DFB.de: Turbine Potsdam ist sechsmaliger Deutscher Meister, hatte in der abgelaufenen Saison bis zum letzten Spieltag noch die Chance auf die Teilnahme an der UEFA Women's Champions League. Wie hart würde den Verein jetzt ein Abstieg treffen?

Gebhardt: Ich bin nicht blauäugig in die Gespräche gegangen. Durch den Wegfall der Fernsehgelder fehlen finanzielle Mittel, die kompensiert werden müssen. Zum Glück haben schon viele Sponsoren ihre Bereitschaft signalisiert, uns auch im Falle eines Abstiegs die Treue zu halten.

DFB.de: Wird bereits zweigleisig geplant, und würden Sie den Gang in die 2. Frauen-Bundesliga mitgehen?

Gebhardt: Ich habe einen langfristigen Vertrag unterschrieben, möchte beim Neuaufbau mithelfen, damit der Verein wieder nach oben kommt. Mit Ex-Spielerin Inka Wesely soll die Lücke der sportlichen Kompetenz langfristig gefüllt werden. Sie befindet sich aktuell noch in Elternzeit, soll dann immer mehr Aufgaben übernehmen.

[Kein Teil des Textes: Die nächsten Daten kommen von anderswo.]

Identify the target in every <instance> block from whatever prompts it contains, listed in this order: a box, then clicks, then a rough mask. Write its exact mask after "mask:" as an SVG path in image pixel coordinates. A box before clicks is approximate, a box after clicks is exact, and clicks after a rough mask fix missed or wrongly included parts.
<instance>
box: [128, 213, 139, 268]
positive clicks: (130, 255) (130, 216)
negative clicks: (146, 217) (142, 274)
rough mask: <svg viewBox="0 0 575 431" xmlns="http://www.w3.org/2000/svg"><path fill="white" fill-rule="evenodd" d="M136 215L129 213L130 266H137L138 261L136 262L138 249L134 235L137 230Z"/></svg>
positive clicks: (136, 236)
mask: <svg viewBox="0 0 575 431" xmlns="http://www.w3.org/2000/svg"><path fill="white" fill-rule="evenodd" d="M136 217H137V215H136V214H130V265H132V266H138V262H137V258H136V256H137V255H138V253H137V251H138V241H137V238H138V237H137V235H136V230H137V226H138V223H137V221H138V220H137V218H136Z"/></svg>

DFB.de: Wäre der direkte Wiederaufstieg dann das erklärte Ziel?

Gebhardt: Der 1. FFC Turbine Potsdam ist in Brandenburg das Aushängeschild im Frauenfußball und bundesweit bekannt. Sollte es zum Abstieg kommen, wollen wir in der neuen Saison ein schlagkräftiges Team zusammenstellen und möglichst den direkten Wiederaufstieg realisieren.

DFB.de: In der ersten von noch neun verbleibenden Partien tritt Turbine bei Tabellenführer Wolfsburg an. Wie gehen Sie diese scheinbar unlösbare Aufgabe mit Ihrem Team an?

Gebhardt: Der VfL Wolfsburg hat sein zurückliegendes Heimspiel gegen die TSG Hoffenheim verloren, wird auch deshalb gegen uns hochmotiviert sein. Wir müssen alle Kräfte bündeln, wollen uns gut aus der Affäre ziehen und so teuer wie möglich verkaufen.

DFB.de: Im hochkarätig besetzten Kader des VfL Wolfsburg stehen mit Kapitänin Svenja Huth, Felicitas Rauch, Sandra Starke, Kristin Demann oder Sara Agrez auch einige Ex- Potsdamerinnen. Ist das auch ein Beleg für den Substanzverlust, den Turbine in den zurückliegenden Jahren hinnehmen musste?

Gebhardt: Dass es einen großen personellen Umbruch im Kader gab, speziell vor dieser Saison, ist kein Geheimnis. Wir dürfen aber nicht auf die Spielerinnen schauen, die weg sind, sondern müssen uns um die kümmern, die da sind.

DFB.de: Was ist Ihr größter Wunsch für den weiteren Saisonverlauf?

Gebhardt: Ich hätte gerne noch 30 Spiele und eine längere Saison. (lacht) Wir sind aber nicht bei "Wünsch dir was". Wir werden weiterhin alles raushauen und auf gar keinen Fall etwas abschenken. Zur nächsten Saison werden die Karten neu gemischt.